It’s important for franchisors to periodically audit individual franchisees. These routine “check-ups” are especially valuable in a store’s early years of operations or if performance starts to deteriorate. A franchise audit can be used to detect symptoms of unhealthy performance and treat problems before they spiral out of control.
Focus on royalty payments
Royalties are a franchisor’s primary source of income. Because royalties are typically based on a percentage of revenue, auditors pay close attention to the franchisee’s revenue reporting process.
To test whether revenue has been accurately reported, auditors trace transactions from the point-of-sale to:
- The franchisee’s financial records,
- Revenue reported to the franchisor, and
- Tax returns submitted to the state and federal government.
If the revenue trail doesn’t hold up, further investigation may be required. In addition to vouching a representative sample of randomly selected sales transactions, auditors use analytical techniques to compare key metrics for an individual franchisee against benchmarks for franchises of a similar size and others in your franchise system. Any discrepancies from these benchmarks raise a red flag that the franchisee may have underreported revenue to minimize royalty payments.

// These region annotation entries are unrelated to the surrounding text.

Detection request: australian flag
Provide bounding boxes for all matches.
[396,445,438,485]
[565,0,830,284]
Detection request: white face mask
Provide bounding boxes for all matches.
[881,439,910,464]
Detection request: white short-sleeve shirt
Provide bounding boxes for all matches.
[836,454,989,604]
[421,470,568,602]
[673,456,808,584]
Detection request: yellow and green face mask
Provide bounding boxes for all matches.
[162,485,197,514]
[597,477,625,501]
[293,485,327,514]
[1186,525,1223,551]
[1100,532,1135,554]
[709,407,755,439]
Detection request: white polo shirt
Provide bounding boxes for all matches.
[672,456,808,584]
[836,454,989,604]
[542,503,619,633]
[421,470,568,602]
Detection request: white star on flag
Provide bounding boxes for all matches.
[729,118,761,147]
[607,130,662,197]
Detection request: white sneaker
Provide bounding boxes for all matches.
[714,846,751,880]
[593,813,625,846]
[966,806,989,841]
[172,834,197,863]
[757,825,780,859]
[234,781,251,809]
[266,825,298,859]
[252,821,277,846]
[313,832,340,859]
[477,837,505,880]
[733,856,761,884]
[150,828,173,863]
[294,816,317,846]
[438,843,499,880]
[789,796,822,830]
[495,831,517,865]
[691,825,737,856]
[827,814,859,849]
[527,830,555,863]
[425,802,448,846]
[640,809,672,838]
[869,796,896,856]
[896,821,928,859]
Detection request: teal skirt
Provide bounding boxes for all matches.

Standard operating procedures
Beyond testing revenue, auditors spend extensive time examining whether the franchisee has complied with the franchise agreement. They consider such questions as:
- Is the franchisee spending the required amount on advertising?
- Does its signage comply with brand standards?
- Is the franchisee purchasing materials and supplies from approved vendors?
- Is the HR manager conducting appropriate employee background checks?
Failure to comply with such terms compromises future revenue and the reputation of your brand. So, areas of noncompliance should be identified during the audit — and corrected as soon as possible.
Analyzing a franchisee’s books and records can only reveal so much. There’s no substitute for meeting face-to-face with the owner-operator.
Site visits give the auditor an opportunity to assess business operations from the customer’s perspective, evaluate the condition of equipment and the morale of workers, and interview the management team. These inquiries help the auditor understand how the business operates and investigate any anomalies unearthed during testing and analytical procedures.